Smedley shared during her presentation that she hoped to win Show of Hands to help remodel the outdoor and indoor seating areas, as well as purchase a cappuccino machine. She thanked her employees for their work and the many devoted customers who use the coffee shop as a meeting place.
Helen Bradley, owner of The Idea Center (photo by Wheeling Heritage Media).
Jay Hercules, owner of Opossum Pouch Soft Goods (photo by Wheeling Heritage Media).
Shelley Smedley, owner of Wheeling Coffee and Spice (photo by Wheeling Heritage Media).
Mindi Yarbrough, artist and owner of Wild Heart (photo by Wheeling Heritage Media).

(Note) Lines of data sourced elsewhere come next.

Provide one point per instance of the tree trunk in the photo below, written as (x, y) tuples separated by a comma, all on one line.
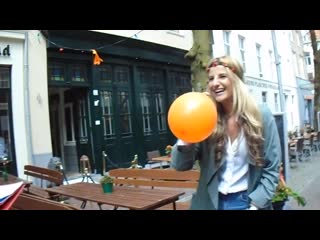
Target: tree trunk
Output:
[(315, 36), (200, 54)]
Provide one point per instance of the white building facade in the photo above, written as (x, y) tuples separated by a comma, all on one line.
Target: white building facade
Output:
[(24, 100), (255, 50)]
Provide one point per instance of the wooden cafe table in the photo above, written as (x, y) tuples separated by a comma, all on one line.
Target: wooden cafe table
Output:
[(133, 198)]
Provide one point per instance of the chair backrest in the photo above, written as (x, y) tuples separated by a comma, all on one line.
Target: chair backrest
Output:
[(152, 154), (31, 202)]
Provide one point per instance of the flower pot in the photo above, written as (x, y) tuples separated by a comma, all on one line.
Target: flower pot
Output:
[(107, 187)]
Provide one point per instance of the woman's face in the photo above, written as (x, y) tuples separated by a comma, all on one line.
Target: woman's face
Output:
[(219, 85)]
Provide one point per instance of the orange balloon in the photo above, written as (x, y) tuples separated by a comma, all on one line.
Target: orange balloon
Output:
[(192, 117)]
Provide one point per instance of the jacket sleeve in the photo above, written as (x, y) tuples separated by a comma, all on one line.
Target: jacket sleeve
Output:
[(262, 195), (183, 157)]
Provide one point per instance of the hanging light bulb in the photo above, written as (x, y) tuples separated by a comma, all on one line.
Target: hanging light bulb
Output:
[(96, 60)]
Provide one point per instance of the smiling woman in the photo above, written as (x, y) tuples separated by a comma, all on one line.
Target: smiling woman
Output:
[(243, 149)]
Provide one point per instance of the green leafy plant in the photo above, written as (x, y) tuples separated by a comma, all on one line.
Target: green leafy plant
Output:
[(283, 192), (168, 150), (106, 179)]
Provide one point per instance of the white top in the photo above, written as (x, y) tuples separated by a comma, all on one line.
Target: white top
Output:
[(234, 174)]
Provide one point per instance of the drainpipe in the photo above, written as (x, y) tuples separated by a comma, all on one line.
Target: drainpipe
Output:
[(282, 106), (27, 98)]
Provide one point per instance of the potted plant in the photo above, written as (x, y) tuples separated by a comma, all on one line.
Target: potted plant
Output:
[(107, 184), (283, 192)]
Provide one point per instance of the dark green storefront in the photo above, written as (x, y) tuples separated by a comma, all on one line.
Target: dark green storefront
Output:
[(118, 107)]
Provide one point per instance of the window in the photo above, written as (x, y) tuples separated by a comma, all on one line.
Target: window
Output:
[(56, 72), (161, 115), (78, 73), (242, 55), (271, 64), (226, 41), (69, 138), (125, 113), (307, 58), (83, 121), (5, 140), (4, 77), (258, 52), (107, 114), (276, 103), (145, 100), (264, 97), (105, 74)]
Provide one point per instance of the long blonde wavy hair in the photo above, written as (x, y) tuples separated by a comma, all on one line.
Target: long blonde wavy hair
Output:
[(244, 108)]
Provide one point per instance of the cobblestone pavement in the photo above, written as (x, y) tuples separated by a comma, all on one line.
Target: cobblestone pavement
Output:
[(303, 178)]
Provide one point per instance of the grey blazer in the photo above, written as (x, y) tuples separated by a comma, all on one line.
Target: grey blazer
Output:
[(262, 181)]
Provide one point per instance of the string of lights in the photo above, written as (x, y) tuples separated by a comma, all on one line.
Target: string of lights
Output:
[(97, 59), (95, 48)]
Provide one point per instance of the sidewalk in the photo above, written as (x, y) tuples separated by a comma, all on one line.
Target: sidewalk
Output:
[(305, 179)]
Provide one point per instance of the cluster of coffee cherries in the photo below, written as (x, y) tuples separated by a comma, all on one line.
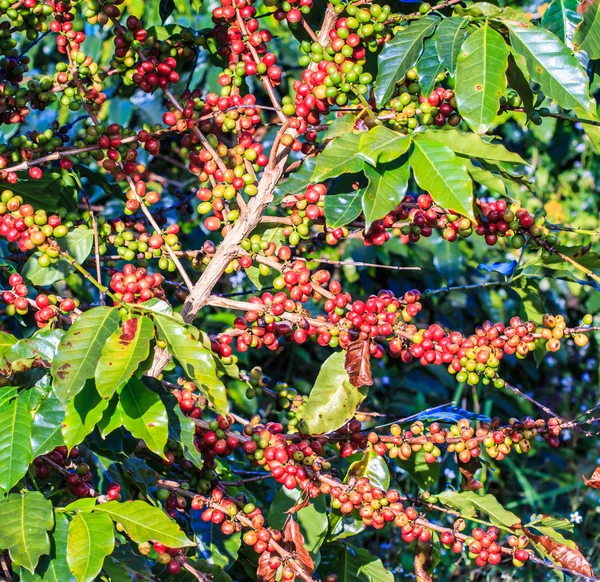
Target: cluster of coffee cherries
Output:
[(190, 403), (286, 397), (25, 148), (28, 17), (291, 10), (77, 480), (152, 73), (171, 558), (132, 241), (116, 156), (134, 36), (465, 440), (49, 306), (413, 109), (308, 207), (253, 53), (30, 228), (135, 285), (16, 298), (215, 440)]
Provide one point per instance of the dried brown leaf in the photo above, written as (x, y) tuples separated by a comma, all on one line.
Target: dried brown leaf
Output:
[(423, 561), (264, 572), (594, 481), (358, 363), (468, 470), (293, 535), (570, 558)]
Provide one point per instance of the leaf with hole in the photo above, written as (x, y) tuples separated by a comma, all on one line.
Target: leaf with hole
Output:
[(561, 18), (386, 188), (46, 433), (481, 77), (144, 415), (15, 443), (400, 55), (441, 173), (82, 414), (123, 352), (449, 36), (429, 67), (197, 361), (551, 64), (91, 538), (333, 400), (381, 145), (587, 34), (144, 522), (26, 518), (340, 156), (80, 349)]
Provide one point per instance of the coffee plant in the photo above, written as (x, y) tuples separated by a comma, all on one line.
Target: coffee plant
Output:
[(299, 290)]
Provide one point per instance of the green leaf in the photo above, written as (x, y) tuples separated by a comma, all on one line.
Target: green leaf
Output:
[(80, 349), (486, 178), (91, 539), (6, 341), (82, 414), (144, 415), (44, 276), (41, 345), (79, 243), (471, 145), (456, 500), (197, 362), (587, 35), (144, 522), (122, 354), (400, 55), (340, 126), (449, 37), (381, 145), (386, 189), (26, 519), (429, 67), (490, 506), (519, 80), (55, 567), (481, 77), (424, 474), (333, 400), (165, 9), (532, 299), (297, 182), (54, 190), (212, 544), (98, 179), (112, 418), (312, 519), (551, 64), (46, 432), (549, 521), (561, 18), (374, 467), (341, 209), (340, 156), (15, 443), (370, 465), (438, 171), (352, 564), (183, 430)]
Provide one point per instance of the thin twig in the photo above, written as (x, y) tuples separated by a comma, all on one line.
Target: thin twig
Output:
[(97, 255)]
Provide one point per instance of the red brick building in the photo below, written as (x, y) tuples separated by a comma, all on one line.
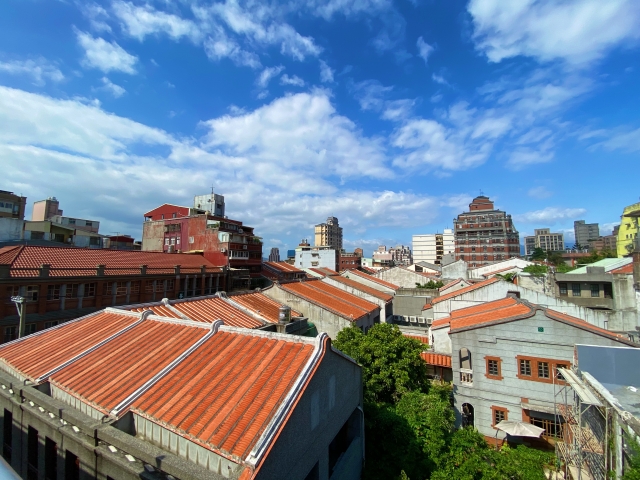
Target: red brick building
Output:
[(62, 283), (222, 241), (484, 235)]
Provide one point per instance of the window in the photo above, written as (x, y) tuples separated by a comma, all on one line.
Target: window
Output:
[(525, 368), (89, 289), (72, 290), (10, 333), (7, 437), (575, 289), (499, 414), (543, 369), (563, 288), (494, 368), (53, 292)]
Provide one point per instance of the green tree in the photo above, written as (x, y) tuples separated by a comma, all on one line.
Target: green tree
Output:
[(432, 420), (538, 254), (391, 363), (391, 446)]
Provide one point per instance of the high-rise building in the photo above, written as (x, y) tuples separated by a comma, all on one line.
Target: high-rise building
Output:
[(629, 229), (12, 205), (484, 235), (544, 239), (585, 232), (274, 256), (431, 247), (401, 255), (329, 234)]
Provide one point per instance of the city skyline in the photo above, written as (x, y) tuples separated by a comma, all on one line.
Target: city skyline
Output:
[(388, 116)]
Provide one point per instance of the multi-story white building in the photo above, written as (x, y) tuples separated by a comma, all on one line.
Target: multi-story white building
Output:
[(544, 239), (315, 257), (432, 247), (329, 234)]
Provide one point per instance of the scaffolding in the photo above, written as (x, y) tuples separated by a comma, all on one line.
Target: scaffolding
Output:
[(583, 449)]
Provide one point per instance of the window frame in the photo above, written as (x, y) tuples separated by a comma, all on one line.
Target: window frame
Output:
[(488, 373), (494, 410)]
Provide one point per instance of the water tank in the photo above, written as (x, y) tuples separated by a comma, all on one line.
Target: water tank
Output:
[(284, 314)]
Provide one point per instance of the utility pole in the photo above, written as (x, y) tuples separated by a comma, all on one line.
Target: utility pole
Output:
[(21, 307)]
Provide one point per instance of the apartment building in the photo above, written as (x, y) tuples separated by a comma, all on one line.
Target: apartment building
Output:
[(484, 235), (432, 247), (584, 232), (12, 205), (329, 234), (63, 283), (544, 239)]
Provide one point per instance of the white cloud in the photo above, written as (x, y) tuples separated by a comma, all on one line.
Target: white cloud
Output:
[(116, 90), (40, 70), (139, 22), (267, 74), (576, 31), (424, 49), (105, 56), (295, 80), (300, 130), (550, 215), (539, 193), (219, 46), (326, 73)]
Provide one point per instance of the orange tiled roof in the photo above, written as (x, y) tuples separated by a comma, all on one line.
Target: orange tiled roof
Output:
[(262, 305), (363, 288), (626, 269), (437, 359), (493, 272), (109, 374), (38, 354), (374, 279), (236, 384), (340, 294), (341, 304), (324, 271), (470, 288), (25, 261), (207, 310), (283, 267), (421, 338)]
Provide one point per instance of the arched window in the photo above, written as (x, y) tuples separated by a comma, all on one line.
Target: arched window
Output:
[(467, 415)]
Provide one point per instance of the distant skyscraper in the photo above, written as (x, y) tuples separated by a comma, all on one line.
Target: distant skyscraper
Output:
[(431, 247), (329, 234), (274, 256), (485, 235), (585, 232)]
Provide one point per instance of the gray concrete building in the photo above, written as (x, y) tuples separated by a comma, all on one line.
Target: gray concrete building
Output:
[(504, 359), (123, 395), (584, 232)]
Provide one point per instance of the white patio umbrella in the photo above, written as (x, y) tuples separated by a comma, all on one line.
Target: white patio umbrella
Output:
[(519, 429)]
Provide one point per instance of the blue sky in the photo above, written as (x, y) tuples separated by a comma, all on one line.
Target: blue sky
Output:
[(389, 115)]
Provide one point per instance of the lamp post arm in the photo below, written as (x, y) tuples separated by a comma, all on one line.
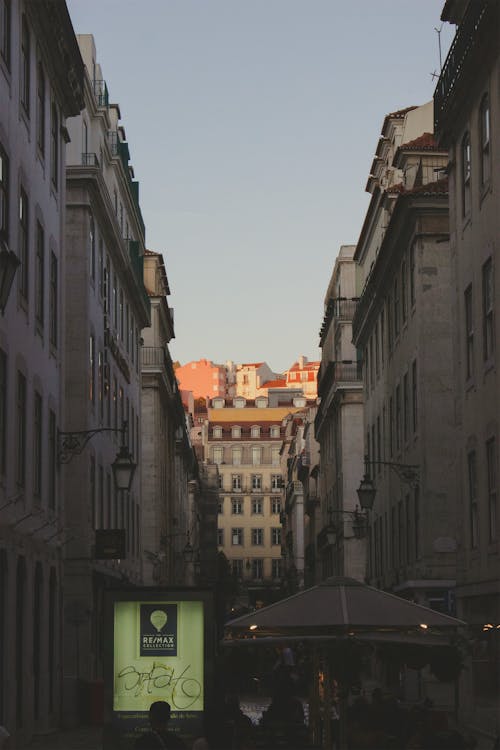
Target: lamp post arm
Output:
[(71, 444)]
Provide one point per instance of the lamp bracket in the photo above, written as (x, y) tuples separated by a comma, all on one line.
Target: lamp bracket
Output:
[(70, 444)]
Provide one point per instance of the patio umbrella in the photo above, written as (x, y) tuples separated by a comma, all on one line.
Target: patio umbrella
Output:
[(343, 609)]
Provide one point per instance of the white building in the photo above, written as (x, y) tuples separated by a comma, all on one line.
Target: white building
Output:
[(106, 307), (41, 79)]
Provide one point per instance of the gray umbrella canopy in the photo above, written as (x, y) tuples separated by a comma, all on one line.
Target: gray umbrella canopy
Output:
[(340, 606)]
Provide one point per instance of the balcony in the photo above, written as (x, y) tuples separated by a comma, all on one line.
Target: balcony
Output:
[(341, 308), (477, 29), (90, 160), (345, 371)]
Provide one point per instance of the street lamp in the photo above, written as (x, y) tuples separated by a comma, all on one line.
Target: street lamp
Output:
[(71, 444), (9, 263)]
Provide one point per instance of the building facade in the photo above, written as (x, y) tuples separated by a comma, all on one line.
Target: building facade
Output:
[(41, 85), (341, 546), (243, 439), (467, 112), (106, 307), (403, 325)]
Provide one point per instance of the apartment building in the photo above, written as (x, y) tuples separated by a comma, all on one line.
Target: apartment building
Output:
[(168, 512), (243, 439), (403, 326), (467, 112), (41, 85), (106, 307), (341, 543)]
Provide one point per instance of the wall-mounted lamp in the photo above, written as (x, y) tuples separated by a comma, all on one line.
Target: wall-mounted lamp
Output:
[(70, 444), (9, 263)]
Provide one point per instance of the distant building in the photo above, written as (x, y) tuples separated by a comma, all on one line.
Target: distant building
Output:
[(203, 378)]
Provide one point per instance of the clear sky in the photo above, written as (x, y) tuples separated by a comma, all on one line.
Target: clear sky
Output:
[(252, 126)]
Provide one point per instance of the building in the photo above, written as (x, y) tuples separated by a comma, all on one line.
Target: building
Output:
[(304, 374), (341, 546), (168, 512), (467, 111), (41, 85), (243, 439), (403, 325), (203, 378), (106, 307)]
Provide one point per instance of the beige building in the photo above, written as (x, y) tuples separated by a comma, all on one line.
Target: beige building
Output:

Last to speak was Mindi Yarbrough of Wild Heart by Mindi. A “lifelong artist,” Yarbrough said the only other job she thought of having was, “maybe a mermaid.” She described herself as an “artist, graphic designer, illustrator, muralist.” Yarbrough’s art can be found around Wheeling including at Heritage Port, Center Market, Northwood Health Systems, and the Wheeling Visitor’s Center, and she often has pieces displayed at Clientele Art Studio.
Yarbrough was born and raised in Wheeling, but moved to California as an adult. She decided to come back to Wheeling, saying “I wanted to put roots here” in an attempt to bring amenities that big cities have, but “Wheeling doesn’t have yet.” She says it is her life’s purpose to make and share the arts, and the healing and therapeutic powers they can bring. Reflecting on her upbringing, Yarbrough emotionally said “art has saved me,” and said she wanted to make art accessible to people in Wheeling.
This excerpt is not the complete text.